- Это было… как бы вам сказать, Люк, - де Ногарэ пожевал губами. - М-мм… Эти люди..., я имею в виду ваших туземцев…
- Инков? Ацтеков? Майя? - спросил я.
Он поморщился и сделал какое-то неопределённое движение своей узкой, похожей на птичью лапку, костлявой кистью.
- Мне всё равно, - ровным бесцветным тоном продолжил он.
- Это разные культуры, - напомнил я.
- Мне всё равно, - повторил он. - Оставьте это этнографам, лейтенант. Кончится война, им тоже надо будет чем-то заниматься. Пусть они и называют это культурой или культурами, - какая мне и вам разница! Прошу.
Де Ногарэ величественно указал на кресло. Я сел.
- Поясню на примере, дабы вы не считали меня невеждой, - сказал он. - Представьте детей в песочнице. У одного красный совок, у другого - желтое ведёрко, у третьего - синий грузовик, или… не знаю что там ещё у детей бывает… Вы же не будете называть это разными культурами, верно?
Тем более, при условии, что всё это дали им взрослые, их родители или воспитатели.
Отметьте слово «воспитатели», лейтенант! Отметили? Хорошо! Идём дальше: дети начинают играть. Они пекут пироги из песка, они строят крепости, они играют в больницу. Но ведь никому в голову не придёт есть эти пироги или обращаться за помощью в их клинику, не так ли? Хотя иногда они заигрываются.

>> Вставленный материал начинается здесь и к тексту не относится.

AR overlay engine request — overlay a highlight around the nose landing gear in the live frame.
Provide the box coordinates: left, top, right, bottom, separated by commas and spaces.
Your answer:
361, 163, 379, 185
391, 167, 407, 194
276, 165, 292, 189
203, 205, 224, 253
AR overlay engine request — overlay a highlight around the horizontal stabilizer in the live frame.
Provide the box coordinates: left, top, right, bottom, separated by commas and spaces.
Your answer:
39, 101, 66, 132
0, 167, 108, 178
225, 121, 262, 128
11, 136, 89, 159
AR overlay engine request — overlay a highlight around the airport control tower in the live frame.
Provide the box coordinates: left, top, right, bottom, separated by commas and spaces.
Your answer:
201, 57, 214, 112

- А при чём же тут жители Южной Америки, позвольте узнать? - спросил я.
Гийом удивлённо посмотрел на меня:
- Как при чём?! Все эти их прялки и веялки есть не более, чем подражание взрослым, то есть - нам!

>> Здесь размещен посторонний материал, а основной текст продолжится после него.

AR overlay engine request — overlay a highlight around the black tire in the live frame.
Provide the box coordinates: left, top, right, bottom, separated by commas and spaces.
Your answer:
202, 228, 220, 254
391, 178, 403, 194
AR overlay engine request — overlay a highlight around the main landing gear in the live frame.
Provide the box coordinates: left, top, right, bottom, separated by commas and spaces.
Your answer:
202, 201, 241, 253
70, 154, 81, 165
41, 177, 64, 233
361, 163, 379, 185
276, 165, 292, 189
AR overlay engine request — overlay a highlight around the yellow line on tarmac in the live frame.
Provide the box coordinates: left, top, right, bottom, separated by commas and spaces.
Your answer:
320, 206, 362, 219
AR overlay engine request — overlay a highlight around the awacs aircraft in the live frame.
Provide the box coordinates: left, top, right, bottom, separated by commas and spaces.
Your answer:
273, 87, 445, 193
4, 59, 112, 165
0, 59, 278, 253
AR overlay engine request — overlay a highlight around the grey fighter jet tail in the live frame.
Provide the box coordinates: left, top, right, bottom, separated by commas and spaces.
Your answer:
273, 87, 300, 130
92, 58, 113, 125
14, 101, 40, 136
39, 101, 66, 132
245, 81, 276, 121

- Гитлер говорил примерно то же самое, мсье Ногарэ, - холодно сказал я, - и посмотрите, к чему всё идет. А ещё позвольте мне вам сказать, что вы говорите не просто с лейтенантом «Свободной Франции», а с человеком, за плечами у которого Сорбонна. И не вам мне, человеку с университетским образованием, говорить о том…

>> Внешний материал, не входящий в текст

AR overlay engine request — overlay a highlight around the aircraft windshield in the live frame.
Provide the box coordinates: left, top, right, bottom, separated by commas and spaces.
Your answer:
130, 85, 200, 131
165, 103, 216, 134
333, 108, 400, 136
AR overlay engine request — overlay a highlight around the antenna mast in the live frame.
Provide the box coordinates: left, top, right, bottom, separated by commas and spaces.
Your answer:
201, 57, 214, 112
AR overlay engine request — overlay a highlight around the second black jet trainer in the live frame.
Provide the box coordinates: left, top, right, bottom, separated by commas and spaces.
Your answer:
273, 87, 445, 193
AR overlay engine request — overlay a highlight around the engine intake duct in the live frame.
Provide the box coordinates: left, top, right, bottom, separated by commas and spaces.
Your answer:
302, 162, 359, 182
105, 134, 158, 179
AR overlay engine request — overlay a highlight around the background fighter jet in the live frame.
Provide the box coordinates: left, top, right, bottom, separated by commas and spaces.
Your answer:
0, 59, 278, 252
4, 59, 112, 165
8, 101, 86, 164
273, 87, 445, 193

- Говорить о том, говорить о сём… - перебив меня, пропел Гийом, раскачиваясь на каблуках и устремив взгляд в окно. - Поверьте, лейтенант, мне доводилось знавать людей, за плечами которых была Сорбонна. Некоторые из них клялись на распятии, что земля плоская и что солнце вертится вокруг неё, а звезды - не более, чем серебряные гвозди, вбитые Всевышним в небесную твердь в очередном Его бессмысленном припадке украшательства Вселенной.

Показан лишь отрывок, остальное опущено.